Se hizo un silencio incómodo. Casandra miraba hacia el exterior como empezaba a anochecer, confusa y desconfiada.
– Se han llevado una baratija. Esa llave abre una caja de madera de la capilla de Santa Quiteria. Unas cuantas monedas antiguas de plata, apenas tienen valor. Son ladrones que roban para un coleccionista.
–¿Un coleccionista?
– Es mejor no meterse con esta gente.
-Y tú eres…como esa clase de gente…
–¡No! ¡Yo la estaba protegiendo!
-Te aprovechas, entonces-dijo rotundamente juzgándolo.
–¡Ah sí!-dijo en un tono más alto- Vamos a ver…¿Y tú por qué lo haces? ¿Por qué estás aquí?
–¡Tú me has metido en todo esto!-exclamó-.
Álvaro no añadió nada, solo negó con la cabeza. Llegaron al hostal y antes de bajar dijo:
-Puedes abandonar cuando quieras- Contestó en un tono bajo casi desafiante-.
A la mañana siguiente, Álvaro se había esfumado sin dejar mensaje alguno.
Una vez en casa, mis ojos se quedaron helados al encontrar la imagen de un fantasma. Era Miguel de la Torre, el marido de mi hermana con semblante relajado.
En un tono bajo mirando hacia el suelo me confesó que el había cogido la llave.
–¿En el castillo de Loarre?-pregunté esperando una respuesta afirmativa. Me miró con los ojos bien abiertos y asustado.
–¿Has ido a la policía?
-No, no. Mira tú y Álvaro me vais a matar.
–¿Álvaro?, Ese diablo me robó la llave.
-Dijo que era para protegerla.-dije convencida-.
–¡Sí, y así colgarse las medallas!-Respondió muy enfurecido y continuó:- yo le hablé de esa llave y le dije que habría una caja pequeña y rectangular custodiada en la cripta de Santa Quiteria sin abrir desde época medieval. Se lo conté como un descubrimiento que quería compartir con él. Y en un momento oportuno escribir sobre ello en una revista especializada. Pero poco después alguien más lo supo.-dijo lleno de incomodidad.
-Es decir… Tú robaste la llave…
-No, no.-Me contestó cogiendo mis manos- Debes creerme. Solo me apoyé sobre una piedra y al notar el material distinto vi que era una llave. La saqué sin dificultad. ¿Imaginas cuánto tiempo debe haber estado oculta?
– Miguel, has robado patrimonio del castillo.
– Era la única manera de seguir investigando. Imagínate que hubiera caído en otras manos…
-Pues ahora mismo no importa, Álvaro ya no tiene la llave.
–¿Y la caja?
-Qué importa la caja.
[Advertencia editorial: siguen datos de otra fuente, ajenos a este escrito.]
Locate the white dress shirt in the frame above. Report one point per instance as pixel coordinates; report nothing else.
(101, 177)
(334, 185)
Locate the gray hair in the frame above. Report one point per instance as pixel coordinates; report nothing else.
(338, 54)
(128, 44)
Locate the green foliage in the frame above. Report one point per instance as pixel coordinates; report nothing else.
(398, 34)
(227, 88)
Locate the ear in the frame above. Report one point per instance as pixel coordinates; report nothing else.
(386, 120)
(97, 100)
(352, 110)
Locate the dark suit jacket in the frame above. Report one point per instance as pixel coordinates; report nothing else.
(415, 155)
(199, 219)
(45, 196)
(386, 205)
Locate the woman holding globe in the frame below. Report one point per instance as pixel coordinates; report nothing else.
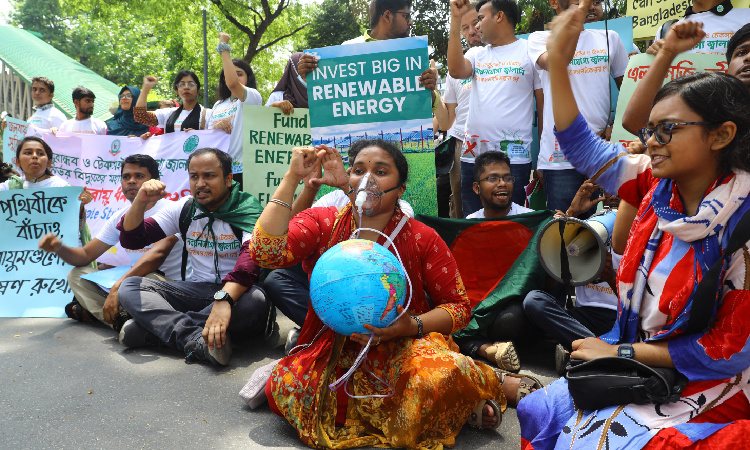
(435, 389)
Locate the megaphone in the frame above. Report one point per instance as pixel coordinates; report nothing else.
(586, 245)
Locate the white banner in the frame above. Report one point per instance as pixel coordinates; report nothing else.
(94, 161)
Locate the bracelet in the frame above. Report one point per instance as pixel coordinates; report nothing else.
(223, 46)
(282, 203)
(420, 325)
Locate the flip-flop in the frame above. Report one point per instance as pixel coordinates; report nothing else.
(475, 419)
(526, 386)
(505, 356)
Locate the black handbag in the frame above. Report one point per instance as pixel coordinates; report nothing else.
(611, 381)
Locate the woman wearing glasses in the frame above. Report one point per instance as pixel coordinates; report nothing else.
(190, 116)
(123, 123)
(692, 189)
(236, 88)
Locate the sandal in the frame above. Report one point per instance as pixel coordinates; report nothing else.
(505, 356)
(75, 311)
(475, 419)
(527, 384)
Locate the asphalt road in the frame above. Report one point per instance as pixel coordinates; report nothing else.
(67, 385)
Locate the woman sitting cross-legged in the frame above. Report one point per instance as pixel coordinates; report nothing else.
(436, 388)
(692, 187)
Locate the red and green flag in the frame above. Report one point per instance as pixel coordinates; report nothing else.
(497, 259)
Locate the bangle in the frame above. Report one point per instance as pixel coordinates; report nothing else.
(223, 46)
(420, 329)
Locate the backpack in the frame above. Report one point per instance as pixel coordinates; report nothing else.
(185, 224)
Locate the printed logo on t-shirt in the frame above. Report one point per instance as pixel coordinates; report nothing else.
(114, 149)
(190, 144)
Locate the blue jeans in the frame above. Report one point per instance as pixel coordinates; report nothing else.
(176, 311)
(560, 186)
(470, 201)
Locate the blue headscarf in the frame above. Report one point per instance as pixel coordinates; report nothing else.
(123, 123)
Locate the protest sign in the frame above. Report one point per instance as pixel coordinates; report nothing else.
(94, 161)
(371, 90)
(683, 64)
(267, 147)
(648, 15)
(14, 132)
(33, 283)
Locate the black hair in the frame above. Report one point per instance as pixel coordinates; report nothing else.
(379, 7)
(402, 165)
(46, 81)
(487, 158)
(509, 7)
(224, 159)
(739, 37)
(144, 161)
(47, 149)
(185, 73)
(224, 92)
(80, 92)
(718, 98)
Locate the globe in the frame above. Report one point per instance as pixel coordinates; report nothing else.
(354, 283)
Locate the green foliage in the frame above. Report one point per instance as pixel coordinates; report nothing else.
(333, 23)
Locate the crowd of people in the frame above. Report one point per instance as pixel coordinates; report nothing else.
(217, 264)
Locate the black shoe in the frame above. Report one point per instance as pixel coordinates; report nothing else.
(198, 351)
(562, 357)
(291, 340)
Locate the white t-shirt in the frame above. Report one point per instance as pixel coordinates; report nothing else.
(199, 245)
(599, 295)
(719, 29)
(514, 209)
(110, 235)
(45, 119)
(458, 92)
(338, 199)
(233, 109)
(589, 78)
(91, 125)
(162, 115)
(501, 110)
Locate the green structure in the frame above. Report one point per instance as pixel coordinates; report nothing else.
(24, 56)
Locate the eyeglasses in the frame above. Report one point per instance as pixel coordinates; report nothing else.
(663, 132)
(494, 179)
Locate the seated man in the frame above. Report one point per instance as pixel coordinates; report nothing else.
(595, 310)
(95, 301)
(493, 183)
(216, 223)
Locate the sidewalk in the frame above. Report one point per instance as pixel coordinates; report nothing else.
(73, 386)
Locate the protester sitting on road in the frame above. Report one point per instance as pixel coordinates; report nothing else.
(493, 184)
(83, 123)
(190, 116)
(216, 223)
(692, 189)
(236, 88)
(436, 388)
(95, 301)
(595, 308)
(34, 158)
(123, 123)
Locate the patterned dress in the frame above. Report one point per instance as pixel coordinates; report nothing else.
(436, 388)
(666, 256)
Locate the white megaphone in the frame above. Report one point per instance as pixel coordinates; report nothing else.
(586, 245)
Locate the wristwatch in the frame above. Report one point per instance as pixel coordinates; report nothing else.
(221, 296)
(625, 351)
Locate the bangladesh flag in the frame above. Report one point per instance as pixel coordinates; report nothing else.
(497, 260)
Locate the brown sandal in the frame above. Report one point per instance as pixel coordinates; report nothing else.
(505, 356)
(475, 419)
(527, 384)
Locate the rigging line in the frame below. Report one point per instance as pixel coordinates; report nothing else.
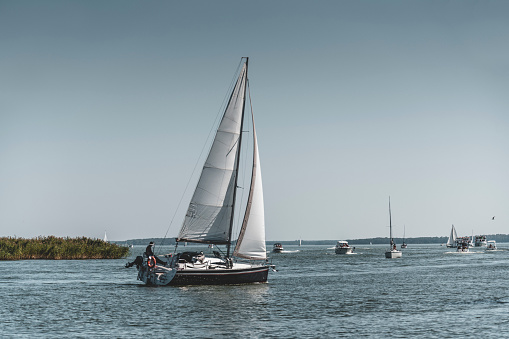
(223, 104)
(240, 216)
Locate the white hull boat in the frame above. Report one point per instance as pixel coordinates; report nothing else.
(342, 247)
(491, 245)
(392, 253)
(451, 241)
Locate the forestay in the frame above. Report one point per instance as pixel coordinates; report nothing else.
(210, 211)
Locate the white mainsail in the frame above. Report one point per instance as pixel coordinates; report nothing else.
(251, 241)
(209, 214)
(451, 241)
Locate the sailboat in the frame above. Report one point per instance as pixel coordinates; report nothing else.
(404, 245)
(210, 216)
(451, 241)
(392, 252)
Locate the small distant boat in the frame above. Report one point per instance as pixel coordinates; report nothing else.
(404, 245)
(278, 248)
(451, 241)
(480, 241)
(342, 247)
(491, 245)
(393, 252)
(463, 247)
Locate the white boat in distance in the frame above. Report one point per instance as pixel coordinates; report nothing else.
(392, 252)
(210, 215)
(404, 245)
(491, 246)
(342, 247)
(451, 241)
(480, 241)
(278, 248)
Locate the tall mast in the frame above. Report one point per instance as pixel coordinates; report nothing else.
(238, 163)
(390, 220)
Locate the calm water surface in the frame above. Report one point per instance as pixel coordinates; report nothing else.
(430, 292)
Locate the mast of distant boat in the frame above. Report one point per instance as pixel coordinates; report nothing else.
(390, 222)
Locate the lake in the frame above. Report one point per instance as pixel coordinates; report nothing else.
(430, 292)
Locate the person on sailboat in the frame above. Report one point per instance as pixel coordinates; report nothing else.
(149, 252)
Solo contiene monedas antiguas.
–¿Eso te dijo Álvaro? Es muy astuto, nadie se toma tanto tiempo en esconder algo sin valor. ¿Viste alguna vez esa caja abierta?
Tras despedirse de ella sin llegar a conclusiones, Casandra abrió su equipo fotográfico para comprobar que lo tenía todo antes de irse. Con gesto tembloroso alzó un pergamino de textura fibrosa y áspero escrito con hollín y sangre. Estaba sorprendida que apareciera entre sus cosas. Después de todo, como decía Álvaro, «las personas no son lo que parecen».